Assignment 11
Due date: April 13th at midnight (Thursday night). Late assignments will NOT be accepted!
Let us continue studying the codon data set introduced in Assignment 10. The modified data can be found here.
0) You must use version control ("git"), as you develop your code. We suggest you start, from the Linux command line, by creating a new directory, e.g. assignment11, cd into that directory and initialize a git repository ("git init"
) within it, and perform "git add ..., git commit"
repeatedly as you add to your code. You will hand in the output of "git log"
for your assignment repository as part of the assignment. You must have a significant number of commits representing the modifications, alterations and changes to your code. If your log does not show a significant number of commits with meaningful comments you will lose marks.
1) Create a file named codon_utilities.py
containing whatever functions you think you need to implement a modular solution to this problem.
You may reuse your data-loading function from Assignment 10. However, returning the Kingdoms as indices may be more useful than returning them as strings. The numpy.unique
function has some functionality in it that might be useful here.
2) Create a Python script called codon_classification.py
that will perform the following steps:
- Load and return the modified data, linked above. The data should be split into training and testing data sets.
- Three different classification models should be trained on the training data. The models should include a kNN model (with \(k=1\)), a decision tree, and a neural network. The models should be fit without outputting tonnes of text to the screen. Do this as efficiently as possible.
- The models should each be tested against the test data.
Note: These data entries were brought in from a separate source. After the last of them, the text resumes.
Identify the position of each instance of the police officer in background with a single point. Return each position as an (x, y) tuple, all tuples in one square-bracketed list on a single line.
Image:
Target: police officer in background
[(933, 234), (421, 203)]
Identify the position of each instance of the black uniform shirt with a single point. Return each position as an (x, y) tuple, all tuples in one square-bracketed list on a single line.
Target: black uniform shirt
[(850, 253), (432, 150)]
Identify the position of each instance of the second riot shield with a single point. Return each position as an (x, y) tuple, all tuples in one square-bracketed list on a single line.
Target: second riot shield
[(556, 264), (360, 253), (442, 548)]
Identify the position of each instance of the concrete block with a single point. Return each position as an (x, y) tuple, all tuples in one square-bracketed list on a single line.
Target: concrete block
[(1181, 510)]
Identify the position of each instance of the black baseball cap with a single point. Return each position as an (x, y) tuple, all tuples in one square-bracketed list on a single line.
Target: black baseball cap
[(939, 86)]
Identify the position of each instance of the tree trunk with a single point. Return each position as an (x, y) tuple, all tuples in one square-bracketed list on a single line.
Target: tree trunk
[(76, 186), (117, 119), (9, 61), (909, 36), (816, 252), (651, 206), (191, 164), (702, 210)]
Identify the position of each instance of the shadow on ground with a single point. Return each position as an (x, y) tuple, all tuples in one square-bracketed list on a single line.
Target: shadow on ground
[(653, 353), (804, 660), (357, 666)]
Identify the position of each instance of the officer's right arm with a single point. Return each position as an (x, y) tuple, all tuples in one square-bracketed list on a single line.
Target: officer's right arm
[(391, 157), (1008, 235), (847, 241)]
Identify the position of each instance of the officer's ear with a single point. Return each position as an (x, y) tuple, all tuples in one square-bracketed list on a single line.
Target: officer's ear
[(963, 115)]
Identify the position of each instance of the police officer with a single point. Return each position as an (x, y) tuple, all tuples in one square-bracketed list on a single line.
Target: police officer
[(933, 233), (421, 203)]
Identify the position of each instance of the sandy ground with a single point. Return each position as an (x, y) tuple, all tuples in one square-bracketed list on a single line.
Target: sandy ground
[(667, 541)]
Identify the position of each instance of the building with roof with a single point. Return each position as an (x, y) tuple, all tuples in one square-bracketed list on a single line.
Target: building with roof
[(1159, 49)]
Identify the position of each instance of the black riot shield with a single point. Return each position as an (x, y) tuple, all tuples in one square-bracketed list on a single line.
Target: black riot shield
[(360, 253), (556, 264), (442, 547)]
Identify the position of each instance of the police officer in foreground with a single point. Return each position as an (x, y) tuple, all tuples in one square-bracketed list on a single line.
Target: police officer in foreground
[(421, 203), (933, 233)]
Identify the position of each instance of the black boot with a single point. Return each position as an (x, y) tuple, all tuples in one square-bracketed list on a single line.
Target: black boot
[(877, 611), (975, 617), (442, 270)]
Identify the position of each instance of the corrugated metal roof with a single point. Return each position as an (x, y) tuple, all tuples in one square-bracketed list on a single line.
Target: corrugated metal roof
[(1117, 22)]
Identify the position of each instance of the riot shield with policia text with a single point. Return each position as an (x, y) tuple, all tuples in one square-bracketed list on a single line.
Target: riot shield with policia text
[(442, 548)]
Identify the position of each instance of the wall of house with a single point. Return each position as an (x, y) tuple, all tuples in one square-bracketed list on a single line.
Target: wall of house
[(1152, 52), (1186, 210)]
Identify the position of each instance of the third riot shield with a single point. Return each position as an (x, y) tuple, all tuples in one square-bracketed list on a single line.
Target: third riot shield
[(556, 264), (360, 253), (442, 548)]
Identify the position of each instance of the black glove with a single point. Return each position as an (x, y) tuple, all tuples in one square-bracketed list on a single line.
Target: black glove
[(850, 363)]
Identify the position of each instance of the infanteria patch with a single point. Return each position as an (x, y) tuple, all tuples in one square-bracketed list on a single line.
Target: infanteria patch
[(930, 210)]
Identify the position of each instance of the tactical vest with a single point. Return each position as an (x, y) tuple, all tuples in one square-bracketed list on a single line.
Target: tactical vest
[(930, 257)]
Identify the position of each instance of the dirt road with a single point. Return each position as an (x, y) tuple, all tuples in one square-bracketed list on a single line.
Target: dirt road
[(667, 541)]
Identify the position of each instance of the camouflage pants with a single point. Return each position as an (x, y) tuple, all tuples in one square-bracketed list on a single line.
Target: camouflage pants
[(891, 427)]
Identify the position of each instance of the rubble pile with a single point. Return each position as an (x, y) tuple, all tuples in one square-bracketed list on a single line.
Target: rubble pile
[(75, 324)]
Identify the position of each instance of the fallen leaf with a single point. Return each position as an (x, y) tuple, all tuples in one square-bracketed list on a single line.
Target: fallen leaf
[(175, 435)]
The accuracy of each model should be printed out, along with sentences describing what is happening as the script runs.
- A final sentence should be printed out, declaring the model with the highest accuracy.
Be sure to comment and document your functions. Defensive programming is not needed for this assignment.
Submit your codon_utilities.py
, codon_classification.py
files, and the output of git log
from your assignment repository.
Both Python code files must be added and committed frequently to the repository. To capture the output of git log
use redirection (git log > git.log
, and hand in the git.log
file).
Assignments will be graded on a 10 point basis. Due date is April 13th 2023 (midnight). Late assignments will not be accepted.